Ecco perché, uno degli aspetti più delicati per i proprietari che optano per il rinnovo del contratto di locazione è la revisione del canone, che deve essere affrontata con un approccio strategico. Se il canone stabilito anni prima risulta ormai inferiore ai valori di mercato, il proprietario può valutare una richiesta di adeguamento in fase di rinnovo contrattuale. Tuttavia, questa operazione richiede particolare attenzione: un aumento eccessivo potrebbe spingere l’inquilino a lasciare l’immobile, con conseguenti costi per la ricerca di un nuovo conduttore e possibili periodi di sfitto.

Per gestire al meglio questa fase, è fondamentale adottare una strategia di negoziazione efficace, basata sull’analisi dei prezzi di mercato, sulla valorizzazione delle caratteristiche dell’immobile e su una comunicazione chiara con l’inquilino, per arrivare a un accordo che sia vantaggioso per entrambe le parti.

Strategie per negoziare un aumento del canone

  • Analisi del mercato – Confrontare il canone attuale con quello di immobili simili nella stessa zona.
  • Presentazione dei vantaggi – Se l’immobile è stato ristrutturato o migliorato, evidenziare i benefici per l’inquilino.
  • Proposta di soluzioni intermedie – Ad esempio, un aumento graduale nel tempo per rendere l’incremento più sostenibile.


Se l’inquilino non accetta le nuove condizioni, il proprietario può decidere di cercare un nuovo locatario, tenendo però conto dei tempi e dei costi associati a una nuova messa in locazione.
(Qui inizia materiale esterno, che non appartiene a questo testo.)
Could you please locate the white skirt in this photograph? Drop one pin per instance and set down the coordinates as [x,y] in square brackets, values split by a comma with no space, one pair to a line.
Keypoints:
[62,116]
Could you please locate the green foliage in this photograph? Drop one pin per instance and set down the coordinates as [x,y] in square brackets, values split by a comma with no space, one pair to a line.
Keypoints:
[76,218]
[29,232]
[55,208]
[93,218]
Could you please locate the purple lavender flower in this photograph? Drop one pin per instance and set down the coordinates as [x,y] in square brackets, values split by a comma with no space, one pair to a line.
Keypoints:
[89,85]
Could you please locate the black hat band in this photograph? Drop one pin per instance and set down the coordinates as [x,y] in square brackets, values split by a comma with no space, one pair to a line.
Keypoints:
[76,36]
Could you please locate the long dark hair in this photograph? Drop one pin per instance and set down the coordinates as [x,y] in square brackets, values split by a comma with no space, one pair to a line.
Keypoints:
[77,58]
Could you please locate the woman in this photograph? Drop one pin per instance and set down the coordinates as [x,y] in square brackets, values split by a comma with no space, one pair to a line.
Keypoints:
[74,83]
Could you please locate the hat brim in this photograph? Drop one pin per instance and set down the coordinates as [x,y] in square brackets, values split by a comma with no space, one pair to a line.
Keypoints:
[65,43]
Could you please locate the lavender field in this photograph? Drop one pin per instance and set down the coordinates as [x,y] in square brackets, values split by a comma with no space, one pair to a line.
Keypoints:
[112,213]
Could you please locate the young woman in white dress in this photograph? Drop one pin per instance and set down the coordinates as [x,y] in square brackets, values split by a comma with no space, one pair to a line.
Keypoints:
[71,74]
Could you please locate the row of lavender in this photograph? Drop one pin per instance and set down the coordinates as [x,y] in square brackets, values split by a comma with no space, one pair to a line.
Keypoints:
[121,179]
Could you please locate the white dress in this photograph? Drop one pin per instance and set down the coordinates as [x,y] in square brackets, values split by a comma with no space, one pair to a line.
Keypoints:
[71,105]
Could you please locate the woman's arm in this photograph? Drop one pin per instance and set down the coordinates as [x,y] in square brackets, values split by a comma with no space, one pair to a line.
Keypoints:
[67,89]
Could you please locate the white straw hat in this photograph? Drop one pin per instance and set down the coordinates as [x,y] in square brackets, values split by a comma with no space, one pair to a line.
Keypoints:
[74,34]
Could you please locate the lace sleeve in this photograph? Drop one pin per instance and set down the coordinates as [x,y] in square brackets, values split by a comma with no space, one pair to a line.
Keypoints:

Procedura per il rinnovo del contratto di locazione

Per garantire un rinnovo del contratto di locazione regolare e conforme alla normativa, è necessario seguire alcuni passaggi fondamentali.

Comunicazione tra le parti
Prima della scadenza, è opportuno che locatore e conduttore discutano le condizioni del rinnovo del contratto di locazione, evitando fraintendimenti e garantendo continuità all’accordo.

Registrazione del rinnovo
Ogni rinnovo del contratto di locazione deve essere registrato presso l’Agenzia delle Entrate entro 30 giorni dal termine del contratto. Il pagamento dell’imposta di registro, quando dovuta, è da dividere a metà tra le parti.

Aggiornamento delle condizioni contrattuali
Se nel rinnovo del contratto di locazione si decide di modificare il canone d’affitto o altre clausole, è necessario stipulare un accordo scritto che regoli le nuove condizioni.

Quando il rinnovo del contratto di locazione non è possibile

Ci sono situazioni in cui il rinnovo del contratto di locazione non può avvenire. Ad esempio, il proprietario potrebbe avere bisogno dell’immobile per uso proprio o per venderlo libero da vincoli.

Nel caso dei contratti commerciali, il locatore può rifiutare il rinnovo solo se ha motivi legittimi, come:

  • Destinare l’immobile a un’attività propria o di un familiare
  • Demolire o ristrutturare l’edificio
  • Cessazione definitiva dell’attività commerciale dell’inquilino.

Quando il rinnovo non è possibile, l’inquilino deve essere informato con un congruo preavviso, che varia da 6 a 12 mesi in base a quanto previsto dal contratto.

Gestione efficace del rinnovo del contratto di locazione

Come abbiamo visto, il rinnovo del contratto di locazione può avvenire automaticamente o richiedere una nuova negoziazione, a seconda delle condizioni contrattuali e delle esigenze delle parti. Una gestione attenta di questo processo è fondamentale per garantire stabilità, evitare problematiche legali e massimizzare la redditività dell’immobile.

Monitorare attentamente le scadenze, valutare il mercato e pianificare strategie di rinnovo consente di evitare sorprese e ottimizzare la gestione degli immobili. Per i privati e per le aziende proprietarie di immobili, un approccio strutturato riduce il rischio di sfitto e garantisce entrate costanti nel tempo.